The Visit | M. Night Shyamalan

September 10, 2015

M. Night Shyamalan might be on the ropes both in terms of his critical perception and industry clout. His last four films were widely (it could be argued, unfairly) disliked by both critics and audiences, and his name was even conspicuously absent from promotional materials for his most recent movie, Will Smith star-vehicle After Earth. Perhaps the low budget of a cheap found footage movie offered him a measure of control the major studios no longer can, or perhaps it was the only offer floating around. Whatever the reason may be, The Visit is Shyamalan’s most straightforward and likely most crowd-pleasing work in quite some time. It’s a simple hook: two kids, teenage Becca (Olivie DeJonge) and her little brother Tyler (Ed Oxenbould), spend a week with their grandparents, whom they’ve never met. Their mother (a welcome Kathryn Hahn) left her parents’ home as a teenager and has been estranged ever since. Of course very quickly, weird stuff starts to happen — but the set-up is engaging mostly due to Shyamalan’s ever-present skill with young actors. Both kids are totally unselfconscious, even when “on-camera.” Oxenbould in particular has a priceless, precocious kind of borscht-belt comic timing.

offers nothing more than simple horror pleasures: jump scares, creepy-strange people, a dark basement…good old-fashioned don’t-go-in-there stuff.
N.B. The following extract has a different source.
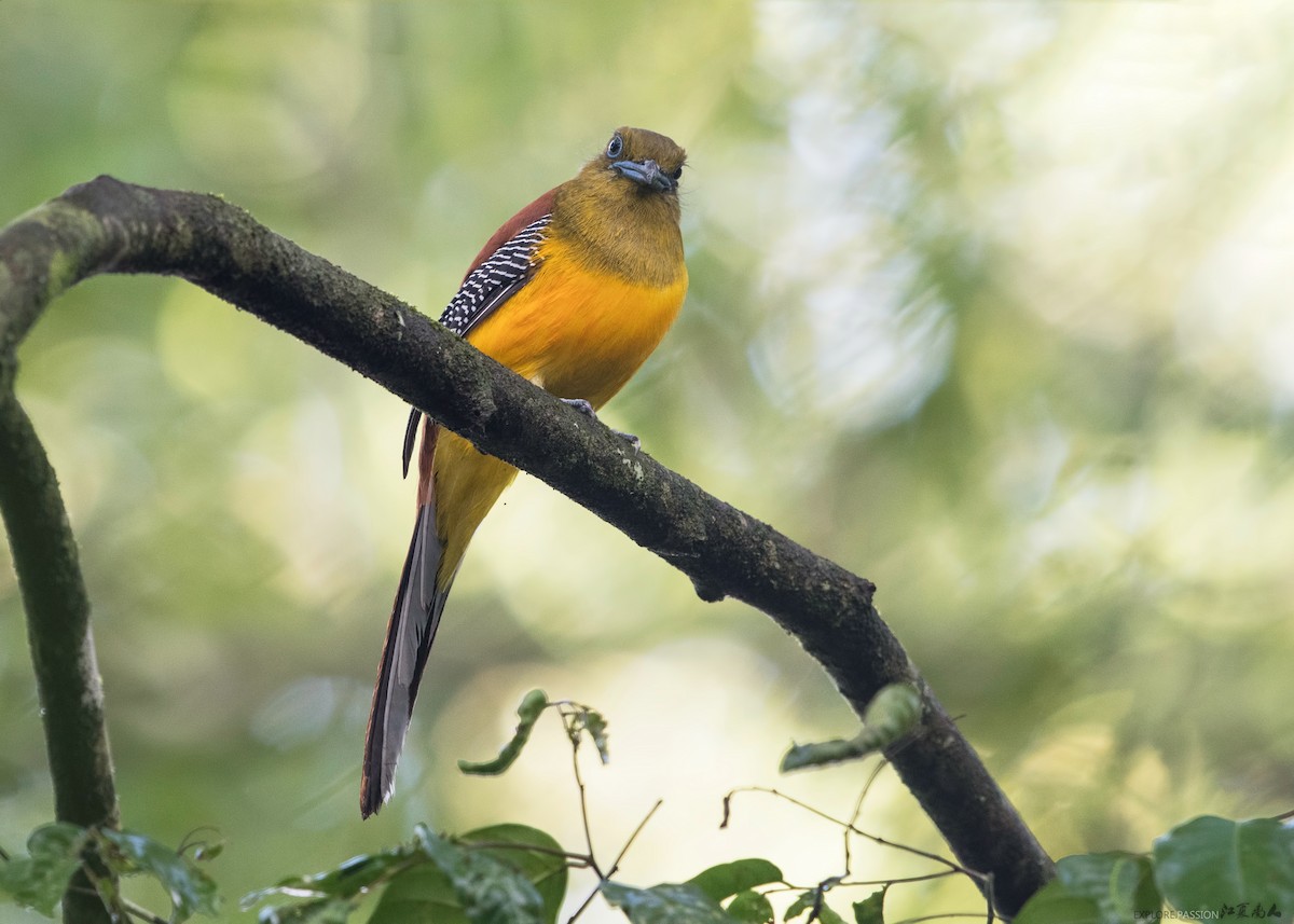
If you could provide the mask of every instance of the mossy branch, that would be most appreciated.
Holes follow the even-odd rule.
[[[859,716],[881,687],[912,683],[921,725],[889,757],[958,859],[991,875],[1007,914],[1052,876],[1047,854],[881,621],[870,581],[634,454],[606,427],[220,198],[100,177],[0,232],[5,401],[17,343],[54,296],[98,273],[189,280],[426,409],[664,558],[703,599],[734,597],[767,613]],[[66,632],[40,612],[28,619],[34,635]],[[36,666],[44,669],[39,659]]]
Because footage movies always need to “justify” the gimmick, Becca is an aspiring documentarian hoping to get a movie out of all this family drama (she begrudgingly enlists Tyler as “B-camera Operator”). All the strange goings on are appropriately captured by her two cameras (and occasionally by the one onboard her laptop). The format might seem an ill-fit for Shyamalan; his visual precision might not appear to lend itself to the all-handheld-all-the-time shakycam aesthetic. But he, along with verteran doc cinematographer Maryse Alberti, uses Becca’s youthful talent and overenthusiasm (and her repeated articulation of “documentary ethics”) to insert more formally classical technique. Most shots are from a camera set on a counter or a tripod, and the kids are amusingly literate visually, enough to know when to make an appropriate pan or a slow zoom. (At one point, during a nicely-framed interview segment, Tyler jokes “Ooh, mise-en-scène!”). Shyamalan’s compositions and timing make all the difference in a movie that essentially offers nothing more than simple horror pleasures: jump scares, creepy-strange people, a dark basement…good old-fashioned don’t-go-in-there stuff. Ultimately The Visit isn’t much more than novel, but its basic, unostentatious craft and knowing sense of humor prove that Shyamalan still has a knack for telling solid stories that try to negate the cynicism his jaded audiences might have about genre films.